TheDarkAngel05 Aprile 2016, 14:46 #3
Originariamente inviato da: 29Leonardo
Vallo a dire a chi negli ultimi tempi ha comprato una smart tv o non che non ha il dvbt2, e ti posso assicurare che i centri commerciali sono ancora piene di TV non aggiornate agli ultimi standard che vengono vendute tranquillamente.


... e quindi? Restiamo al dvbt?
Pazienza, compreranno il decoder e se non vorranno, non guarderanno la tv che male non fa. Le frequenze che usa la tv sono pregiate, servono per utilità ben maggiori.
29Leonardo05 Aprile 2016, 14:48 #4
Originariamente inviato da: TheDarkAngel
... e quindi? Restiamo al dvbt?
Pazienza, compreranno il decoder e se non vorranno, non guarderanno la tv che male non fa. Le frequenze che usa la tv sono pregiate, servono per utilità ben maggiori.


Avevo letto che in realtà questo standard è stato snobbato dopo poco anche nei paesi piu aggiornati del nostro in questo campo.

Quali sarebbero queste frequenze per utilità maggiori? Non è una domanda retorica.
randorama05 Aprile 2016, 14:51 #5
passare al cavo proprio no eh?
TheDarkAngel05 Aprile 2016, 14:55 #6
Originariamente inviato da: 29Leonardo
Avevo letto che in realtà questo standard è stato snobbato dopo poco anche nei paesi piu aggiornati del nostro in questo campo.

Quali sarebbero queste frequenze per utilità maggiori? Non è una domanda retorica.


Dai 700mhz in su, che per natura fisica hanno una copertura maggiore e servirebbero (e servono) per portare internet a banda larga in zone remote o disagiate o anche banalmente per soddisfare la fame di dati mobili da parte degli utenti.

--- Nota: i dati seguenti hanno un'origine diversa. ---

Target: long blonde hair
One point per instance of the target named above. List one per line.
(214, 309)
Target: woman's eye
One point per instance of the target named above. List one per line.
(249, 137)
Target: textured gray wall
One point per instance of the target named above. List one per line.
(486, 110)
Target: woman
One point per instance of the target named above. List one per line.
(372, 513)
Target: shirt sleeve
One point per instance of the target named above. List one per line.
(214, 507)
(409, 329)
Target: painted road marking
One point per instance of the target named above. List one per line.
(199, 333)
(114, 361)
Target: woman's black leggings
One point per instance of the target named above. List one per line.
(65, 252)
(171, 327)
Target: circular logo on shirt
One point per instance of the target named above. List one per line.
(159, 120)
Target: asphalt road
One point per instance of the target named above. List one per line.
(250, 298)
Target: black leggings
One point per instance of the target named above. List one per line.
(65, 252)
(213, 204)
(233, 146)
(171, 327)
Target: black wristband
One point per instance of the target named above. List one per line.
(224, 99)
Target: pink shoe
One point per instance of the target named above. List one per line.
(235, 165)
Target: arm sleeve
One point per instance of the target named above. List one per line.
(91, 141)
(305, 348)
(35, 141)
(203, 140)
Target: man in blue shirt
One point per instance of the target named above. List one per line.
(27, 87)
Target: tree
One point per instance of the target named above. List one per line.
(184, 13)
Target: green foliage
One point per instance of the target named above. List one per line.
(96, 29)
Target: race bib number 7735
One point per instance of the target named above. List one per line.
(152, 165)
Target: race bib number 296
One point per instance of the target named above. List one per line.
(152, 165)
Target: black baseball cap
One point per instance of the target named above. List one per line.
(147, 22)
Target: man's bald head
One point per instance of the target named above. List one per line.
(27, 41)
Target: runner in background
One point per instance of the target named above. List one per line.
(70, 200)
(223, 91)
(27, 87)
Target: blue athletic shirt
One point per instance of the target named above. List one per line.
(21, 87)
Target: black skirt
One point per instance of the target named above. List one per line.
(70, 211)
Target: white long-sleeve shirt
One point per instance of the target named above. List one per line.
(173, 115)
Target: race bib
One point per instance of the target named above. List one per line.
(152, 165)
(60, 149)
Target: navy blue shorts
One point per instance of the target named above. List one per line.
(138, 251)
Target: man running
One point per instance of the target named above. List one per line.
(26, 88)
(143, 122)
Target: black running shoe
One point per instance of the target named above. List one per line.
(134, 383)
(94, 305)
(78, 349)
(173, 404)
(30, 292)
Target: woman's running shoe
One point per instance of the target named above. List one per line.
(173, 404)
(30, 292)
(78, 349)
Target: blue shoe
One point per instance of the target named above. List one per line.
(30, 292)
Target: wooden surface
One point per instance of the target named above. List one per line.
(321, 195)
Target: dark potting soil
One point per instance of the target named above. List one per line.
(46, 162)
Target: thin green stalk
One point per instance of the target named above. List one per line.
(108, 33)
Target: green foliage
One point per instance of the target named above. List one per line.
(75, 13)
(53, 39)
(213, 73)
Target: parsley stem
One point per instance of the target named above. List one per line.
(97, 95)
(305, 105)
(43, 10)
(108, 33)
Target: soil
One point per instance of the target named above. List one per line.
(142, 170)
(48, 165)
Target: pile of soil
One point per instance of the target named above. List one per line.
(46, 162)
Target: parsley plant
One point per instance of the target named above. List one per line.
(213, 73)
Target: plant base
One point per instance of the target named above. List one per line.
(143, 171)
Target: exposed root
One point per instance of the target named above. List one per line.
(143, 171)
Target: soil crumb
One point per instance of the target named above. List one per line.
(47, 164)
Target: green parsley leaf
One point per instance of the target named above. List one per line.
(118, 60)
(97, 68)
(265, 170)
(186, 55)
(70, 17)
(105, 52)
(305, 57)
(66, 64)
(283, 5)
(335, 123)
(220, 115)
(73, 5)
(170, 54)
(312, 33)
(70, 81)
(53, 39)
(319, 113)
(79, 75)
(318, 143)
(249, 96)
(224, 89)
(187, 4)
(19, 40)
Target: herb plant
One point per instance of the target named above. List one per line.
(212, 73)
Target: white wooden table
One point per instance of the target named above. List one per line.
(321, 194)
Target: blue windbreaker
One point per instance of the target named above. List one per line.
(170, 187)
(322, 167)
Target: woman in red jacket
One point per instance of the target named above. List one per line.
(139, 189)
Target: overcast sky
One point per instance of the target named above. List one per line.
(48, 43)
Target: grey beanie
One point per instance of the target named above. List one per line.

Il dvbt2 verrà adottato da tutti i paesi e già ora è utilizzato, porta più banda a parità di frequenze a disposizione, non ha senso non usarla soprattutto se abbinata all'h265
adapter05 Aprile 2016, 14:56 #7
Originariamente inviato da: 29Leonardo
Vallo a dire a chi negli ultimi tempi ha comprato una smart tv o non che non ha il dvbt2, e ti posso assicurare che i centri commerciali sono ancora piene di TV non aggiornate agli ultimi standard che vengono vendute tranquillamente.

Ora è vero che almeno personalmente preferisco comprare il decoder ma chi è piu pignolo non credo gradisca mettere in bella mostra o abbia lo spazio di mettere un altro apparecchio in mostra, soprattutto quando in fase di acquisto gli hanno fatto il lavaggio di cervello assicurandogli che la Tv fosse il non plus ultra.


Non che mi interessi...Ho ancora un Sony Bravia del 2007.
Però devo dire che hai ragione!
blindwrite05 Aprile 2016, 14:57 #8
A dire la verita' la Francia proprio oggi ha fatto lo switch off del dvbt in favore del dvbt2
obogsic05 Aprile 2016, 15:03 #9
volete essere tecnologici quanto volete, ma avere un altro affare in casa con ulteriore telecomando è una rottura di scatole.
Personalmente va bene il cambio, basta che lo ufficializzino qualche anno prima, vietino di vendere da quel momento tv "vecchi" e garantiscano un periodo di "doppio binario" per non sacrificare chi ha preso da poco la tv.
stefm05 Aprile 2016, 15:05 #10

... si cambiano frequenze

Il titolo non è corretto: non si cambiano frequenze, si cambia sistema di trasmissione.